As someone who was an earlyish adopter of golang back in 2012 and who bounced off it hard because the amount of duplicative work across my team was just too much, I applaud this. I know it sucks to make something with a specific intent in mind (and I do agree with Pike's story on why golang was designed without generics -- you can live without them and Java's nasty implementation of them is certainly grounds to avoid them entirely), and to see that intent misinterpreted (often in bad faith) and memed and basically turned into a scapegoat against the entire language. You don't want to let those people win when there's nothing wrong with your design and people are mostly just being whiners. You know you did a good job, and the adoption of your language shows that many people agree with you.

But I'll be real. Programming in golang is not fun. Does it produce fast, safe, scalable code? Of course. But it sucks to work in because instead of being able to operate on the DRY principle, golang seemingly purposefully eschews it.
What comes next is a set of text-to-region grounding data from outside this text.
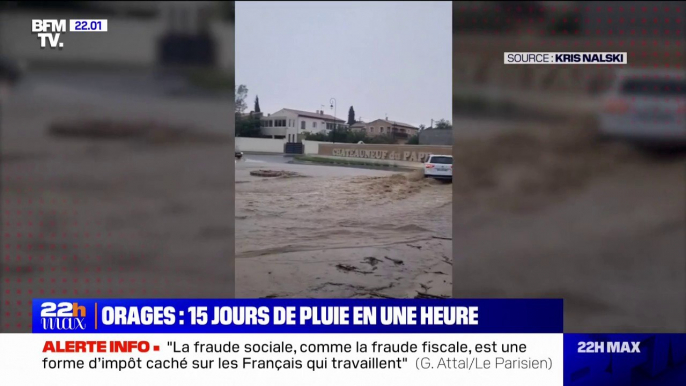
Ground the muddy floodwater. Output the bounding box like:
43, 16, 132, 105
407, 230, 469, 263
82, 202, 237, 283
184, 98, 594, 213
1, 72, 234, 332
235, 156, 452, 298
451, 116, 686, 332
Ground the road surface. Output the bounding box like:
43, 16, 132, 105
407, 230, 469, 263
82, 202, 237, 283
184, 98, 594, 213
235, 155, 453, 299
1, 68, 234, 332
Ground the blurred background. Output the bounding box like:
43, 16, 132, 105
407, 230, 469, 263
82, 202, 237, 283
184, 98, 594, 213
0, 1, 235, 332
452, 1, 686, 332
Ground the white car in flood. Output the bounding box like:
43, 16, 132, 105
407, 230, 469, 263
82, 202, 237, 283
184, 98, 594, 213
424, 154, 452, 180
599, 68, 686, 147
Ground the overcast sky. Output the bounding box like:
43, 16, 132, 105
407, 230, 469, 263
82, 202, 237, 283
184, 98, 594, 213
235, 1, 452, 127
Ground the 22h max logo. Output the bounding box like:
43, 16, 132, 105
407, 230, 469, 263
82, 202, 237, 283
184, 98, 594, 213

It many ways it's ahead of its time (support for monorepos years before that was the new hotness; channels; innovative garbage collection; etc), but it really is far behind the times when it comes to generics.

The inability to write a simple function on a generic collection without resorting to brittle runtime type-checking is, to be blunt, bullshit. It's bullshit because the language itself allows it (`make`, `range`, `struct` literals, for example), but the implementation is hidden from the user. There were good reasons to do this! That doesn't make it any less painful for the user.

Yeah yeah yeah, the language wouldn't function without `make` and `struct` literals, but that's exactly the point: the _concept_ of generics has to be in the language for it to work the way it does, and hiding it from user is just completely unfair and always has been.

So good on them. Hopefully the implementation is a good one.